Introduction

This is the Milestone Report for the Coursera Data Science Capstone project. The goal of the project is to create a predictive text product using a large corpus of text documents as training data. Analysis of text data and natural language processing will be used to build the predictive model.

Obtaining the Data

The zip file containing the text files was downloaded and unzipped.

# download and unzip file
if (!file.exists("Coursera-SwiftKey.zip")) {
  download.file("https://d396qusza40orc.cloudfront.net/dsscapstone/dataset/Coursera-SwiftKey.zip")
  unzip("Coursera-SwiftKey.zip")
}

The data sets consist of texts from three different sources: 1) news, 2) blogs and 3) Twitter feeds.
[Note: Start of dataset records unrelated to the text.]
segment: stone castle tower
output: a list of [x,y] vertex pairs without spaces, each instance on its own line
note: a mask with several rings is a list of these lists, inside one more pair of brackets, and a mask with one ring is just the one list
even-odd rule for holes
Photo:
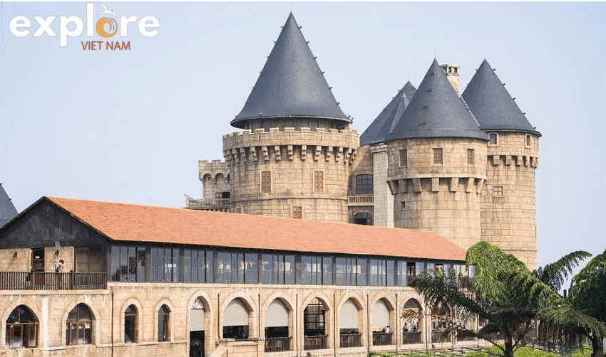
[[234,211],[346,222],[351,124],[291,13],[223,137]]
[[462,96],[489,138],[486,148],[488,180],[481,203],[482,240],[535,269],[535,171],[541,134],[530,125],[486,60]]
[[394,226],[479,242],[488,137],[436,60],[385,139]]
[[187,206],[487,240],[534,269],[540,133],[487,61],[462,95],[459,75],[434,60],[359,137],[291,13]]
The text data are provided in four languages: 1) German, 2) English - United States, 3) Finnish and 4) Russian. In this project, only the English - United States data sets will be used.

# read data into R
blogs <- readLines("final/en_US/en_US.blogs.txt", encoding = "UTF-8", skipNul = TRUE)
news <- readLines("final/en_US/en_US.news.txt", encoding = "UTF-8", skipNul = TRUE)
## Warning in readLines("final/en_US/en_US.news.txt", encoding =
## "UTF-8", skipNul = TRUE): incomplete final line found on 'final/en_US/
## en_US.news.txt'
twitter <- readLines("final/en_US/en_US.twitter.txt", encoding = "UTF-8", skipNul = TRUE)

# remove invalid characters
twitter <- sapply(twitter, function(x) iconv (enc2utf8(x), sub ="byte"))
blogs <- sapply(blogs, function(x) iconv (enc2utf8(x), sub ="byte"))
news <- sapply(news, function(x) iconv (enc2utf8(x), sub ="byte"))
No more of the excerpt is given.